Comme on le voit, tout ceci reste de l'ordre de l'intime, voire même du tabou puisque le sujet n'est abordé que du point de vue du croyant, lequel devient de ce fait le seul modèle imaginable. Par opposition à cette figure quasi parfaite, l'athée est obligatoirement celui qu'il ne faut pas être sous peine de décevoir ses parents, ses amis et aussi de perdre tout contact avec la société. En effet tout vous destine à être croyant. Cela commence dès le jeune âge par la circoncision (comparable au baptême chez les chrétiens à ceci près que le baptême exclut le traumatisme infligé à la chair par la circoncision juive ou musulmane), laquelle constitue paradoxalement une fête pour toute la famille et les proches et un moment singulièrement difficile pour le jeune garçon. Puis viennent les cours de religion, introduits dans les écoles primaires après le coup d'État de 1980. L'enseignement ne porte pas sur le fait religieux mais sur l'islam sunnite. L'islam hétérodoxe ainsi que les Alévis sont ignorés de ces cours alors qu'ils représentent environ un quart de la population. Mais comme l'unicité de la Turquie est de mise, il faut également se rassembler autour de cette valeur. Quoi de mieux, n'est-ce pas, pour contrôler les masses que de s'assurer de ce que pensent les citoyens ?
Dans pareil tableau, l'athéisme n'a pas sa place. Pas de place non plus pour le doute. Pourtant l'éducation est laïque et, comme en France, tout élève apprend l'origine de la Terre de manière scientifique, la religion demeurant un cours bien distinct. Cependant tous les élèves assistent à ces cours de religion où on lit des versets du Coran sans les comprendre. L'imam est là pour donner ce qui reste sa propre interprétation des versets. L'unité s'organise donc aussi autour de l'islam sunnite.
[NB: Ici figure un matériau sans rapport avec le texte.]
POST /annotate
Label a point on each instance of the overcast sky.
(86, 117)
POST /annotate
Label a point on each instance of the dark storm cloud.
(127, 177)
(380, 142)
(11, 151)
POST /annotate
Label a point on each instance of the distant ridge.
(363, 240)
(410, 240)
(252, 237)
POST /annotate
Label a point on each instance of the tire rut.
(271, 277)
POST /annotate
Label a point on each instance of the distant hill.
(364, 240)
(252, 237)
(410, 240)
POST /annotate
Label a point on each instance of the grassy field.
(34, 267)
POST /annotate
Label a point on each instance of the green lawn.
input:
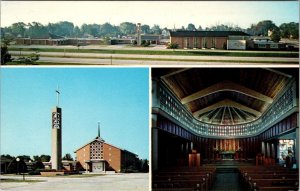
(166, 52)
(4, 180)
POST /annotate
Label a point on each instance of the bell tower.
(56, 135)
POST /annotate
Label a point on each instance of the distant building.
(99, 156)
(153, 39)
(264, 43)
(204, 39)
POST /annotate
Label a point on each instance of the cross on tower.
(99, 129)
(58, 93)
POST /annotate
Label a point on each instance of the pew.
(183, 178)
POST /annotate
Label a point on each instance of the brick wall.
(112, 155)
(219, 42)
(83, 155)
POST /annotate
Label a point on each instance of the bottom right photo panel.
(225, 128)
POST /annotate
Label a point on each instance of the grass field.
(167, 52)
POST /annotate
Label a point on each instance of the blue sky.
(165, 13)
(116, 97)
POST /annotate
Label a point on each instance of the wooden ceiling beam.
(174, 72)
(226, 86)
(228, 103)
(215, 115)
(278, 72)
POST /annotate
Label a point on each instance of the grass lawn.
(166, 52)
(4, 180)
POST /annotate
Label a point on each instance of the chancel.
(225, 128)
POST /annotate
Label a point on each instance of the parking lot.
(106, 182)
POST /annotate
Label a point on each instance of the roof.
(207, 33)
(150, 37)
(226, 96)
(96, 139)
(100, 139)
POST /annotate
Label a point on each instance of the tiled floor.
(227, 182)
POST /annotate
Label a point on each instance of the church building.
(225, 129)
(98, 156)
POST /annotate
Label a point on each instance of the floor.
(227, 182)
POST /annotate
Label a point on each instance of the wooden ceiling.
(226, 96)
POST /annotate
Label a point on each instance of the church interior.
(225, 129)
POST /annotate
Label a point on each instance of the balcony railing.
(167, 102)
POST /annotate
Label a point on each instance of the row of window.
(196, 42)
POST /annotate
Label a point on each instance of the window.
(195, 42)
(204, 42)
(186, 42)
(213, 42)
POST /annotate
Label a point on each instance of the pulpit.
(194, 159)
(227, 154)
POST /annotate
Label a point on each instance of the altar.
(227, 154)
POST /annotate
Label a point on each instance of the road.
(108, 182)
(153, 60)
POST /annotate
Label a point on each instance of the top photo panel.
(141, 33)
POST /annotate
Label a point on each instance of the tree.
(191, 27)
(42, 158)
(108, 30)
(24, 158)
(5, 56)
(145, 29)
(62, 28)
(68, 157)
(37, 30)
(156, 29)
(127, 28)
(77, 32)
(262, 28)
(18, 29)
(289, 30)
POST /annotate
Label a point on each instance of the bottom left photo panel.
(74, 128)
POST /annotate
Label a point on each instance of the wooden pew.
(256, 184)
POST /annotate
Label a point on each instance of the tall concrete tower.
(56, 135)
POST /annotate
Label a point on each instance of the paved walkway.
(108, 182)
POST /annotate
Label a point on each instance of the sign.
(56, 120)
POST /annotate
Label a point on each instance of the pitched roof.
(207, 33)
(96, 139)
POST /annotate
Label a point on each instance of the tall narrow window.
(195, 42)
(213, 42)
(203, 42)
(186, 42)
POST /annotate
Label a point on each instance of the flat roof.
(207, 33)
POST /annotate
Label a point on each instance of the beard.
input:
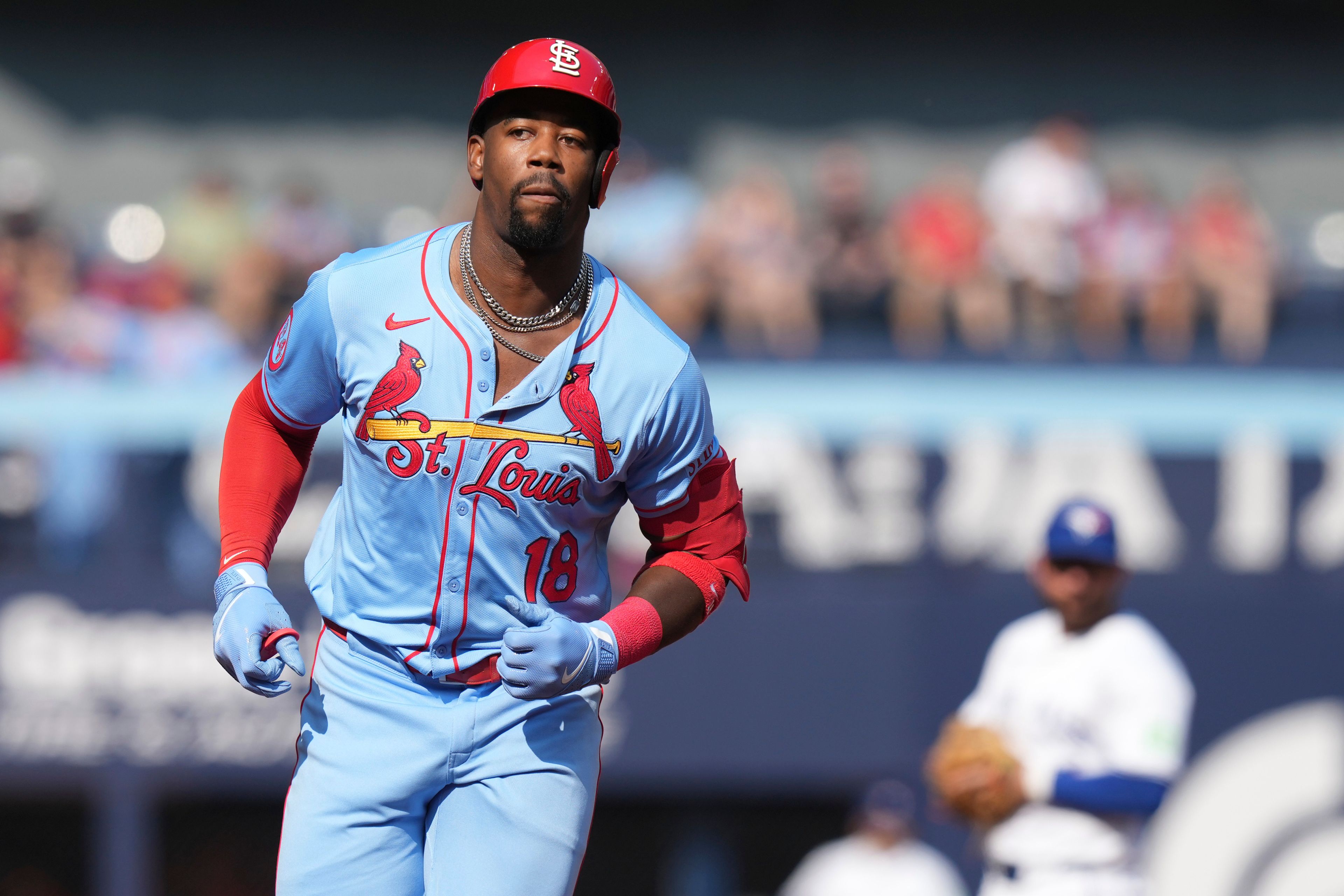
(546, 233)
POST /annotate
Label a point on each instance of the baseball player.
(1074, 731)
(502, 396)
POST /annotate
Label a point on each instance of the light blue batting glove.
(550, 655)
(254, 640)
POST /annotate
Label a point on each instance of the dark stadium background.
(1252, 641)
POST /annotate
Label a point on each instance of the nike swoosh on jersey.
(392, 324)
(568, 678)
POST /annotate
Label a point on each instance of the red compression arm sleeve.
(706, 538)
(638, 629)
(264, 465)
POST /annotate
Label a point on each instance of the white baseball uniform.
(1112, 700)
(855, 866)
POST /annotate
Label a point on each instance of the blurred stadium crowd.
(1038, 256)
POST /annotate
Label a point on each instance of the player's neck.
(1084, 622)
(526, 284)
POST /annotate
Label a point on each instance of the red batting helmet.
(558, 65)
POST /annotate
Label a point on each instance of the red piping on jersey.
(312, 676)
(276, 407)
(452, 488)
(467, 581)
(601, 735)
(443, 555)
(605, 320)
(467, 410)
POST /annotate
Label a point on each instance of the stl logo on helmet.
(565, 58)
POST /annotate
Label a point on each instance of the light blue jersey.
(452, 502)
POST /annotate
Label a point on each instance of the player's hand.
(246, 617)
(549, 655)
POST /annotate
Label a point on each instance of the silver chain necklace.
(464, 264)
(554, 316)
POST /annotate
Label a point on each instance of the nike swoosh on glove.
(552, 655)
(245, 613)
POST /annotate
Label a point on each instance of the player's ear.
(476, 159)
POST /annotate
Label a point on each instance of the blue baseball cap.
(1083, 531)
(889, 798)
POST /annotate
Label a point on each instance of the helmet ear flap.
(603, 176)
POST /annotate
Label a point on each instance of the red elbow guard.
(707, 535)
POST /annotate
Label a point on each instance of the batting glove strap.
(608, 652)
(241, 575)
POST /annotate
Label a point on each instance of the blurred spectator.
(1038, 192)
(206, 226)
(37, 268)
(1230, 250)
(299, 233)
(304, 232)
(135, 320)
(881, 858)
(646, 229)
(851, 279)
(1129, 257)
(937, 249)
(749, 264)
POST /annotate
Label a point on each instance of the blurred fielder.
(881, 856)
(1074, 731)
(502, 396)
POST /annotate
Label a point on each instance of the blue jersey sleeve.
(678, 441)
(1107, 794)
(302, 383)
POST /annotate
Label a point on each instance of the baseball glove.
(975, 774)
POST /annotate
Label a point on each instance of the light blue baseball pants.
(406, 786)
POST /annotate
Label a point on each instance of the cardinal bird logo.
(581, 407)
(396, 389)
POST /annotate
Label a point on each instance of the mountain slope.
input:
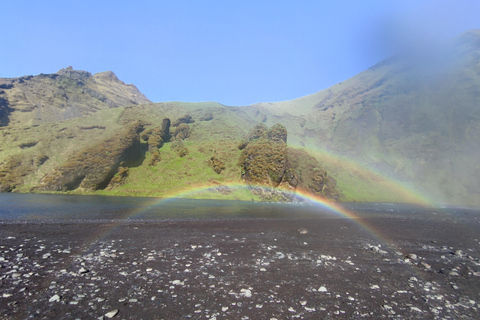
(63, 95)
(414, 117)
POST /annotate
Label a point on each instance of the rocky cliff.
(63, 95)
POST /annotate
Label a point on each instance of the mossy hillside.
(93, 167)
(23, 147)
(175, 175)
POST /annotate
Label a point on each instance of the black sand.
(429, 268)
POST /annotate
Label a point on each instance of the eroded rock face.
(311, 177)
(182, 132)
(216, 164)
(63, 95)
(92, 168)
(183, 119)
(264, 159)
(16, 167)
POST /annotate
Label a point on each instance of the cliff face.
(267, 161)
(63, 95)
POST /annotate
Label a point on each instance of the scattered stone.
(246, 293)
(82, 270)
(303, 231)
(112, 313)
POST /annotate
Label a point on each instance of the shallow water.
(14, 206)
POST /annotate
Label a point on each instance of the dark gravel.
(426, 267)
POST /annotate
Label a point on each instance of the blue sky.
(233, 52)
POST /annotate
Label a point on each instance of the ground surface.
(426, 267)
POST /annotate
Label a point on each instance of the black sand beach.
(428, 267)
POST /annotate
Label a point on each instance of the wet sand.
(426, 267)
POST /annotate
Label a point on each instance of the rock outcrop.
(63, 95)
(264, 160)
(311, 177)
(267, 161)
(93, 167)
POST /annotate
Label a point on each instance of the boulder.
(264, 159)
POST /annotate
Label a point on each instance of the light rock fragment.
(111, 314)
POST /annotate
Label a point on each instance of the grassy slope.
(179, 176)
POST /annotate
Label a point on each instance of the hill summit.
(63, 95)
(406, 128)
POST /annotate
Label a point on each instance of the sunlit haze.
(232, 52)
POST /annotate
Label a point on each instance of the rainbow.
(326, 206)
(406, 191)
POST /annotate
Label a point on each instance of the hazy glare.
(236, 53)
Si vous avez oublié que vous étiez musulman, votre carte d'identité est là pour vous le rappeler. Cette mention sur la carte d'identité devrait pourtant disparaître prochainement.
L'obsession de l'unité nationale est partout et la religion n'a été que l'un des moyens d'y parvenir surtout après le coup d'Etat de 1980. Après l'échec de la tentative de démembrement de l'empire Ottoman, il fallait éduquer un peuple aux diverses composantes, l'amener à unir celles-ci autour de valeurs nouvelles. La naissance de la Turquie moderne a fait table rase de l'hétérogénéité de son peuple et le pays est devenu une vaste école primaire dont les citoyens ont été traités comme des enfants.
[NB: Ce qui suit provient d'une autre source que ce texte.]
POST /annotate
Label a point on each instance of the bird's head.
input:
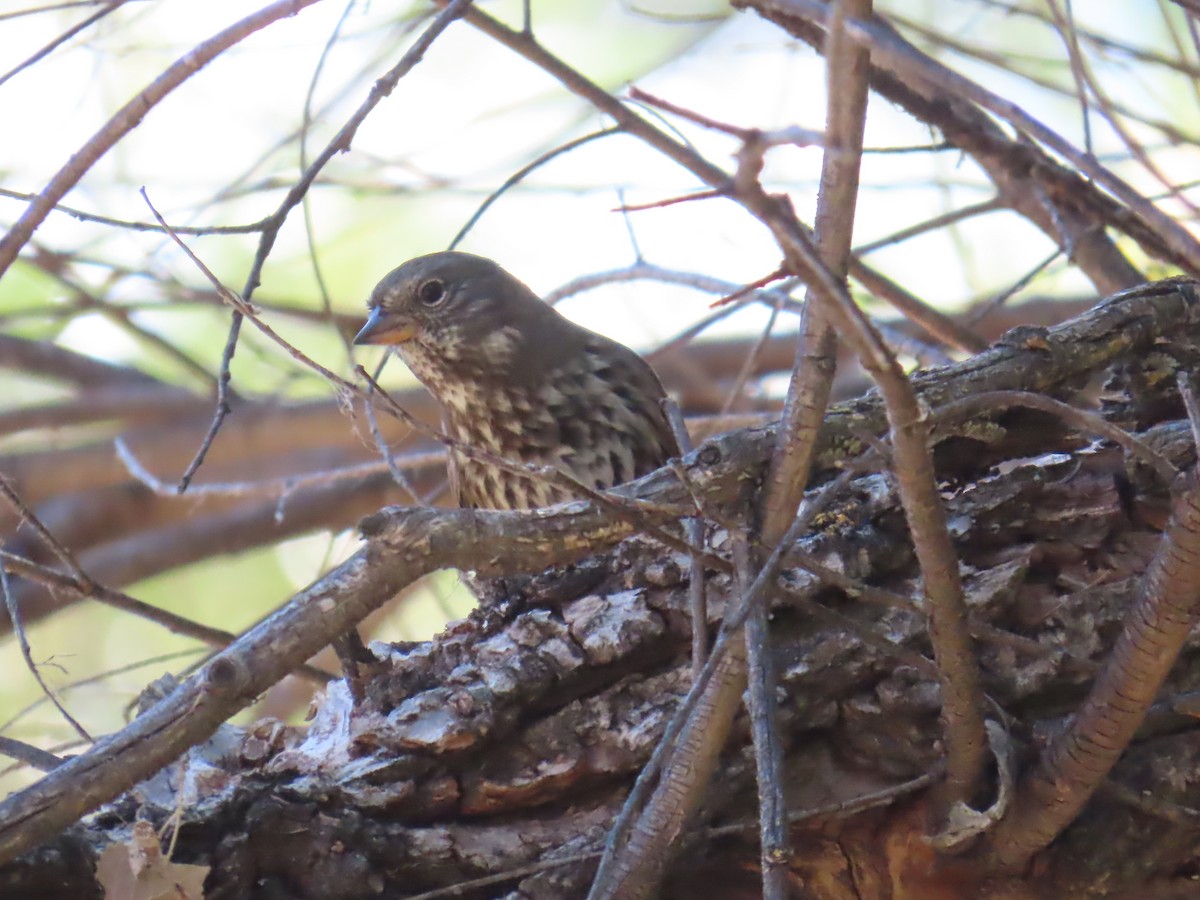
(448, 305)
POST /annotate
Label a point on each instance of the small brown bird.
(520, 381)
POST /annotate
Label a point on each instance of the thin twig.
(18, 629)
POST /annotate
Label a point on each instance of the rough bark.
(510, 741)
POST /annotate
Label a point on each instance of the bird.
(519, 381)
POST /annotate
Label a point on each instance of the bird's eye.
(431, 292)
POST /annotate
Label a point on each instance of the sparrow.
(517, 379)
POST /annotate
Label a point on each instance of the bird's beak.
(385, 327)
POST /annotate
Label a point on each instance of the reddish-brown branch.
(1068, 773)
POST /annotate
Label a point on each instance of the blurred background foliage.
(225, 149)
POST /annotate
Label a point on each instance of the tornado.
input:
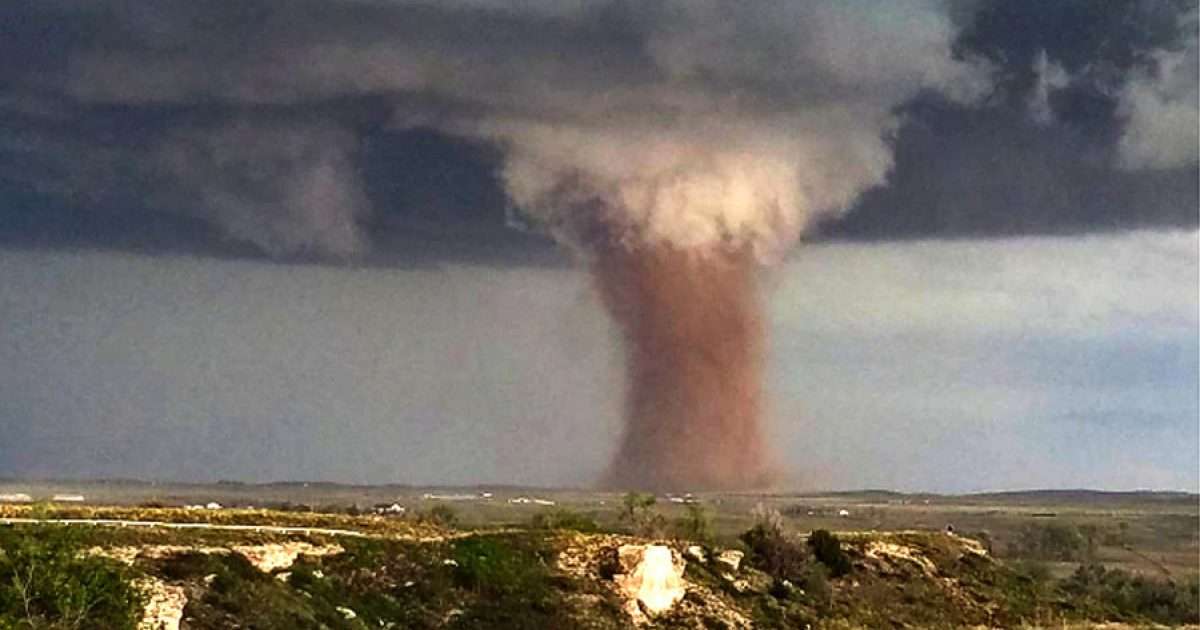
(694, 342)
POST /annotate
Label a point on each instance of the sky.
(317, 239)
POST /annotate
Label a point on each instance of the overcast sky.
(268, 240)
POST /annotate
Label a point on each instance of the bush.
(1053, 541)
(492, 568)
(827, 550)
(1105, 593)
(637, 513)
(775, 553)
(46, 581)
(816, 586)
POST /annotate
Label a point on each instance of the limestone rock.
(165, 605)
(651, 575)
(731, 559)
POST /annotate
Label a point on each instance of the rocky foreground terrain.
(243, 569)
"Et l'athéisme dans tout ça ?" me direz-vous. Durant les années 70-80, l'athéisme fut essentiellement lié au marxisme et aux idées politiques. Par conséquent, celui qui était athée était suspecté en parallèle de nourrir des sympathies d'extrême gauche. On imagine donc sans peine la difficulté de se revendiquer à la fois athée et apolitique !
En Turquie ou ailleurs, les athées doivent bénéficier d'une existence connue et reconnue. Ils ne doivent pas être contraints à se cacher. Pour ce faire, les gouvernements ont pour obligation première de les prendre comme interlocuteurs crédibles dans les débats publics.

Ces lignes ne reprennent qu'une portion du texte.